Good info! I had to go look through my folder of receipts in the tool box to see which one I bought, I have the gates tensioner I put in back in August of 2017. Just something to be aware of during the occasional inspections with the hood up and the motor running, no big deal if it has to be replaced.
 
I've used OEM, Gates, and Continental. There is almost no difference in the housing and the spring inside, but there is a difference on the tensioner pulley. Both Gates and Continental cut cost on the tensioner pulley by using a chinese variant bearing and it starts getting noisy and moving around within about 2 years. Both makers hide the low cost bearing by hiding it behind the reverse thread nut and bolt. You don't know what bearing that it unless you buzz it off with an impact. But you'll find a Japanese NSK bearing, the one you can clearly see, on the idler pulley. I suggest you change out the tensioner pulley's bearing first before changing out the whole tensioner because the dried out tensioner bearing will move around, causing the whole assembly to bounce, and makes you think the tensioner's spring is bad.
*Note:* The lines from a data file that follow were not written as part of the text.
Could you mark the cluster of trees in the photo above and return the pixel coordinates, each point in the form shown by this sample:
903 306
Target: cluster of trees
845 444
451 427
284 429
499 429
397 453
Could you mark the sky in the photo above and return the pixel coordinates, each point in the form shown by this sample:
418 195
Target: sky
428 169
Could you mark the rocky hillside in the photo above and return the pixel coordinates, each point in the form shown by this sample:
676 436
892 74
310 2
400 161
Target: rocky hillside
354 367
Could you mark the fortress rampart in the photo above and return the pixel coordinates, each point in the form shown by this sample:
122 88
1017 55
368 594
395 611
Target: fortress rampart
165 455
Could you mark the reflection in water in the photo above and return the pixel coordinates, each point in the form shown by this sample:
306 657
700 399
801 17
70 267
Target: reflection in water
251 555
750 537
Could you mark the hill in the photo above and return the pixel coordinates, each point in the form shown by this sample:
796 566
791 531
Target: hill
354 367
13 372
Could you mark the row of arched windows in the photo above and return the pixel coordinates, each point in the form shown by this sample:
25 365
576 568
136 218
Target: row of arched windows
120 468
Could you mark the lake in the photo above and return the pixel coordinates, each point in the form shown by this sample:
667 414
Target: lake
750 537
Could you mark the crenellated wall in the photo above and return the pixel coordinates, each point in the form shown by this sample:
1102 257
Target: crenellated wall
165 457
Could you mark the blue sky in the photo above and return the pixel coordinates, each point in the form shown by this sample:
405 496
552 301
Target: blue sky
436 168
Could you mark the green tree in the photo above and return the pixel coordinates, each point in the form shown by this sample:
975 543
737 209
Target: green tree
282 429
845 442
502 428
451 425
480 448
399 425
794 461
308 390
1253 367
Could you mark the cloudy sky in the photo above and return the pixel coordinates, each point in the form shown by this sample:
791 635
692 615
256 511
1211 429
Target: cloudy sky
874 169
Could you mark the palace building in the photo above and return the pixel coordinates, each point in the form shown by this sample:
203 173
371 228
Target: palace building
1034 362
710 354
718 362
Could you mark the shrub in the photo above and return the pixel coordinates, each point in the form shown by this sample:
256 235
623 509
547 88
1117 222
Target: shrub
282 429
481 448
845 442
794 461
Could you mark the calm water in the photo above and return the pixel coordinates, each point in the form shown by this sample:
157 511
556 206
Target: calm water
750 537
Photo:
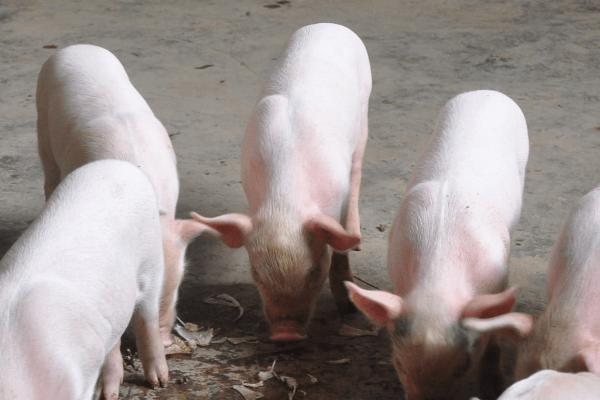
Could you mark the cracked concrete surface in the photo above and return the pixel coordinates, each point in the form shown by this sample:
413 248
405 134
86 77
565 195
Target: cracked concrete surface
200 65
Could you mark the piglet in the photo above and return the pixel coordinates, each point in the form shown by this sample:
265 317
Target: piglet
72 282
449 247
89 110
553 385
301 171
566 336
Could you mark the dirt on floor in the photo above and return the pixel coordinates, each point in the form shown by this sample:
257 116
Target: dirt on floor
200 65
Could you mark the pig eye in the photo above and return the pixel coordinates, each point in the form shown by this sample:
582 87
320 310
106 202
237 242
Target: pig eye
463 368
314 274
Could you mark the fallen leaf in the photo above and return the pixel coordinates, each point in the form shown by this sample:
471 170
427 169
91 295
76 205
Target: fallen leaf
358 278
266 375
224 299
178 347
190 326
195 338
292 385
246 393
350 331
243 339
219 340
253 385
290 382
339 362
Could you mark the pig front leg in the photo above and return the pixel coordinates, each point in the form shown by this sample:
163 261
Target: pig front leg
150 349
112 373
338 273
491 376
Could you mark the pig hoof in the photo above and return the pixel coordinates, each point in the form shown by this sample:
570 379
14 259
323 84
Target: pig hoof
166 337
346 307
158 375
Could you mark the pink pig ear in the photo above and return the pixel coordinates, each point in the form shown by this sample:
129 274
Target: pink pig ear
490 305
379 306
190 229
233 228
490 313
588 359
511 325
332 232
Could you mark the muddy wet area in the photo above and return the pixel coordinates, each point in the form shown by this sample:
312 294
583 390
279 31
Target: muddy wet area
315 365
201 65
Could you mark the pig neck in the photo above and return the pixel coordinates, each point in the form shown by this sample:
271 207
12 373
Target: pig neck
573 306
463 253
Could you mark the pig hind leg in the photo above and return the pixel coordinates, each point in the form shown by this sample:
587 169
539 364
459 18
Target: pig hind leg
112 374
352 224
147 336
51 169
340 265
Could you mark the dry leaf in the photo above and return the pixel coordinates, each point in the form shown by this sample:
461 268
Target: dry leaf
224 299
219 340
350 331
246 393
243 339
191 327
291 383
253 385
339 362
195 338
266 375
178 347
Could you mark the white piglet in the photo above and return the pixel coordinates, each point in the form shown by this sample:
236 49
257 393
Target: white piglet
301 172
553 385
449 248
566 336
89 110
72 282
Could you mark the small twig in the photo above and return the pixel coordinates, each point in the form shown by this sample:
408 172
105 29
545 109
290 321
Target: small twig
365 282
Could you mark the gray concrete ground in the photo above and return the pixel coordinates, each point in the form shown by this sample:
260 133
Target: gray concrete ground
200 65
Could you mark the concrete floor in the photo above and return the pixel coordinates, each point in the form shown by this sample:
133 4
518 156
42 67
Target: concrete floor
200 65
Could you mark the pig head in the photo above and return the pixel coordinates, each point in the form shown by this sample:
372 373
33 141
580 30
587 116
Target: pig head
289 261
435 354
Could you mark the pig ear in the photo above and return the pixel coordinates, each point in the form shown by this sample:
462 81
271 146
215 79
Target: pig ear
512 325
190 229
332 232
381 307
490 305
588 359
233 228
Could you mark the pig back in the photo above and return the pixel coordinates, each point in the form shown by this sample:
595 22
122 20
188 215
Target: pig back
480 144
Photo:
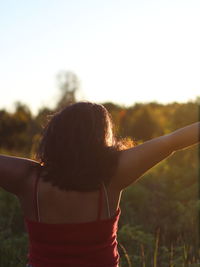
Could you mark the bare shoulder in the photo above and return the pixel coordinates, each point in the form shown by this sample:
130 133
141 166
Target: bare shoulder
135 161
14 172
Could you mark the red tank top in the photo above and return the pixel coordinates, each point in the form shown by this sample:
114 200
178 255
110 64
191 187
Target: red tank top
91 244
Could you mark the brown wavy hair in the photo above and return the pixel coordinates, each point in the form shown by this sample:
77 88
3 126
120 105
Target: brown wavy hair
78 149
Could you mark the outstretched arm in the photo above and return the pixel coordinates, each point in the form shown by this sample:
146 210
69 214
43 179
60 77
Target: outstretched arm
14 172
134 162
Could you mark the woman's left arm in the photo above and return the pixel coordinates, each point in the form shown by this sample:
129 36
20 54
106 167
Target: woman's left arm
14 172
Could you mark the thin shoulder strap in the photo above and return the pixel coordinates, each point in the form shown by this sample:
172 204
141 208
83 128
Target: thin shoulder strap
100 201
99 204
36 198
107 202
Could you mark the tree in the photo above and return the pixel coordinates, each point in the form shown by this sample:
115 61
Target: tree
69 86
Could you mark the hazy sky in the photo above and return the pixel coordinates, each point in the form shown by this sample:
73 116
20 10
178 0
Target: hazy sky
122 51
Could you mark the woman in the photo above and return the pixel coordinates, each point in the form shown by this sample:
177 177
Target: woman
70 196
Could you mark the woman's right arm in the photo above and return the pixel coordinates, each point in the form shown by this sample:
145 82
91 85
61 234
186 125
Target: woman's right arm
134 162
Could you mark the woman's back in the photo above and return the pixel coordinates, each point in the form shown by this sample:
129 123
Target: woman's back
57 206
70 228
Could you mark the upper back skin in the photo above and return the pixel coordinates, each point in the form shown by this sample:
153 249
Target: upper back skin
57 206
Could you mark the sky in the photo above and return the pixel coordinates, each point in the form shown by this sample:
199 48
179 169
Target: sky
123 51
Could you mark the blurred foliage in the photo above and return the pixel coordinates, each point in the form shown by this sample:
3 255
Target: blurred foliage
159 220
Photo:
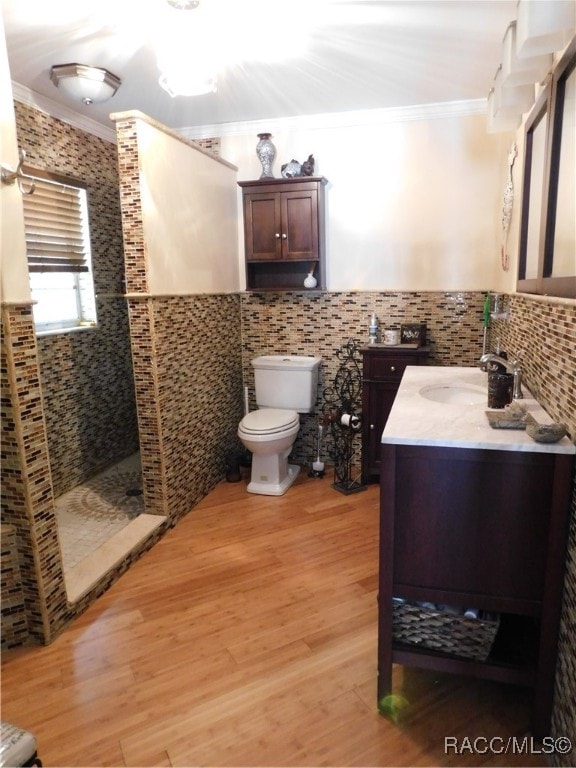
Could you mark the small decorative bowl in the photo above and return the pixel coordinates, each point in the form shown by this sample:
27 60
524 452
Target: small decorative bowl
545 433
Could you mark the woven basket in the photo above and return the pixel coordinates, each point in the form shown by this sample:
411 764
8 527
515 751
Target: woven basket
439 631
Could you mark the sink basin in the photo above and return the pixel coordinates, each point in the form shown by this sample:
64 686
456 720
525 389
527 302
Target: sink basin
456 394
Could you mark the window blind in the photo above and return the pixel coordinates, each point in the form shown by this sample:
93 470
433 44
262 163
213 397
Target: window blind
55 230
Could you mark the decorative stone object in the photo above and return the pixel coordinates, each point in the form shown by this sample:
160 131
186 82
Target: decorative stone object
291 169
266 152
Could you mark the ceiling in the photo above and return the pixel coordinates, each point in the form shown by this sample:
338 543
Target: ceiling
343 55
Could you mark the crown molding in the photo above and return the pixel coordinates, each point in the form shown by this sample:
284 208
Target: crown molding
326 121
53 108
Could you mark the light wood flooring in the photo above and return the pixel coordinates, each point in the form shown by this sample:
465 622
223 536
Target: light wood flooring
247 637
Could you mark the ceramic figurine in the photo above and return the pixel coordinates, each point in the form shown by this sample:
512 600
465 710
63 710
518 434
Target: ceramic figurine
291 169
308 166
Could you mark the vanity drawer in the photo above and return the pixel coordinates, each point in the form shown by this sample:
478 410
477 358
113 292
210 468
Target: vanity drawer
388 367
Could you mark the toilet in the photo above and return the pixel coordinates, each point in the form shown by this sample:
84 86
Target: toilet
285 386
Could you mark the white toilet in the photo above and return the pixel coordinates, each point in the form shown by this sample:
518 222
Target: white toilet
285 386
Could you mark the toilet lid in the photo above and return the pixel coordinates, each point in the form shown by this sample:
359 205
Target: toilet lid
266 421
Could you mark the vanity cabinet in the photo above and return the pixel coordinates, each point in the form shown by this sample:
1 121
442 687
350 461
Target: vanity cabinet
475 518
283 232
382 370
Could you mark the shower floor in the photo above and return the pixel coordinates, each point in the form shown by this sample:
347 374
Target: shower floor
89 515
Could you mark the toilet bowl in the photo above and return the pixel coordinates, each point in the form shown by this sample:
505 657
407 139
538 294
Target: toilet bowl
285 386
269 433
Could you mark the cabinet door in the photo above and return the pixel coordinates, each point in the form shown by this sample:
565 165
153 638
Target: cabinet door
299 235
263 226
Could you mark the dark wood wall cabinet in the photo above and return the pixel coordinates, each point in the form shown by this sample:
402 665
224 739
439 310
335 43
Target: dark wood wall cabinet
382 369
284 232
482 528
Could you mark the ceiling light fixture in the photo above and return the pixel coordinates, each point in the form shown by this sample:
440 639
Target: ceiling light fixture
90 85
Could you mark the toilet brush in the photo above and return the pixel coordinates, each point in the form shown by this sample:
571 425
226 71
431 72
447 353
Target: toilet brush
318 466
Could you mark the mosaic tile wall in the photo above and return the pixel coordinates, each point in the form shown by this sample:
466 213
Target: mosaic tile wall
14 621
198 395
319 323
87 380
187 367
27 501
542 334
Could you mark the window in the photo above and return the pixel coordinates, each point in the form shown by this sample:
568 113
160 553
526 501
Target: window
58 249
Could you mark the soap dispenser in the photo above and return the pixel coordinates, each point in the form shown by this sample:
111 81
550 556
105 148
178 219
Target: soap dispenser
373 329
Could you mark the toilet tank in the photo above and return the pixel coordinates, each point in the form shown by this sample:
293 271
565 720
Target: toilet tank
286 381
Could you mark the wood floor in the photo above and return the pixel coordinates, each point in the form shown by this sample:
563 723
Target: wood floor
247 637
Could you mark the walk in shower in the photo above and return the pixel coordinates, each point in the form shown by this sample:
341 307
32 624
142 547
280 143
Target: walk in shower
93 512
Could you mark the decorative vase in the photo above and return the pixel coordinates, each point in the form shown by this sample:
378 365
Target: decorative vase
266 152
310 281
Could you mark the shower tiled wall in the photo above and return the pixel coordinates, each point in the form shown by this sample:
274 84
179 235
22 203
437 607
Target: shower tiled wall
87 380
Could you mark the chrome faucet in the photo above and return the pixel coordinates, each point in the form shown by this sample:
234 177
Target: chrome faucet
512 366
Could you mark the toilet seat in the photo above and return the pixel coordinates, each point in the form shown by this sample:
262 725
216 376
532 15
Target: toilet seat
269 421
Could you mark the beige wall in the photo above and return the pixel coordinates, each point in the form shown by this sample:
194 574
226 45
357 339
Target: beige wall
14 286
190 215
411 205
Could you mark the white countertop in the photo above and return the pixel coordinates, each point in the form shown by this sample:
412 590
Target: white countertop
417 420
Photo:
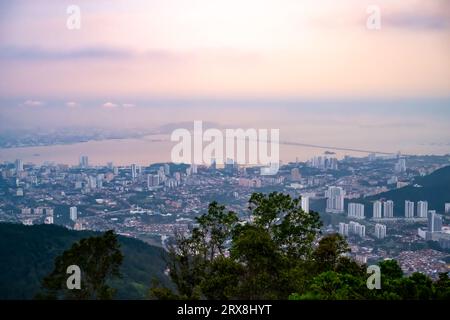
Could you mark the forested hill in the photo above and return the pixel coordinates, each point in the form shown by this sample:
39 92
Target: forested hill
27 254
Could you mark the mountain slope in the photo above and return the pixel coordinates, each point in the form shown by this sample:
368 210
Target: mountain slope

Picture on the right is the tensioner pulley with the low quality bearing off the Gates tensioner.
What makes it "low quality"
 
It is low quality because the bearing was dry and rattled after 2 years / 60k miles. The NSK bearing remained well lubricated, spinning without noise. I still have both old bearings if you need evidence. I even popped open the bearing seal.
 
It is low quality because the bearing was dry and rattled after 2 years / 60k miles. The NSK bearing remained well lubricated, spinning without noise. I still have both old bearings if you need evidence. I even popped open the bearing seal.
"2 years" sounds a lot worse than "60K miles", which is equivalent to 5 years of average driving. Also, misalignment of pulleys is hard on the bearings, when car gets older.
 
I even popped open the bearing seal.
Maybe you popped it too late? Grease your bearings. This is something you can do once in a while, if you want a cheap (or any) bearing to last. I don't make special trips...I do it if I happen to be doing work that gives me access. I spin everything by hand and listen for the sound of dryness.

Take 1 or preferably 2 tiny flat head screwdrivers and pop the bearing seal from the inside edge, or the inner donut hole, if that makes sense. That way, if you damage the seal, it's not the outer edge, where centrifugal forces will push out the grease. If you move the screwdrivers in a circular motion parallel to the seal, you can slip them under the seal without damaging the tiny rubber flap on the edge of the seal and lever the seal off. Using two, (screwdrivers) prevents deformation of the very malleable seal metal. If the seal is being blocked from removal by something, you can lift the edge and pump in grease with a grease needle.

Anway, you pop that sucker off and smear some grease using your finger, over the bearing balls. Don't put too much as the grease needs room to flow around, resulting in the same problem as not having enough. Also be mindful of the grease, some don't mix. I've sprayed out the old grease with brake cleaner and a toothbrush before and dried with compressed air. So you pop the seal back on and push on it all around in a circular motion. Been doing this for eons... I don't buy pulleys anymore and my bearings don't dry out, cheap or not.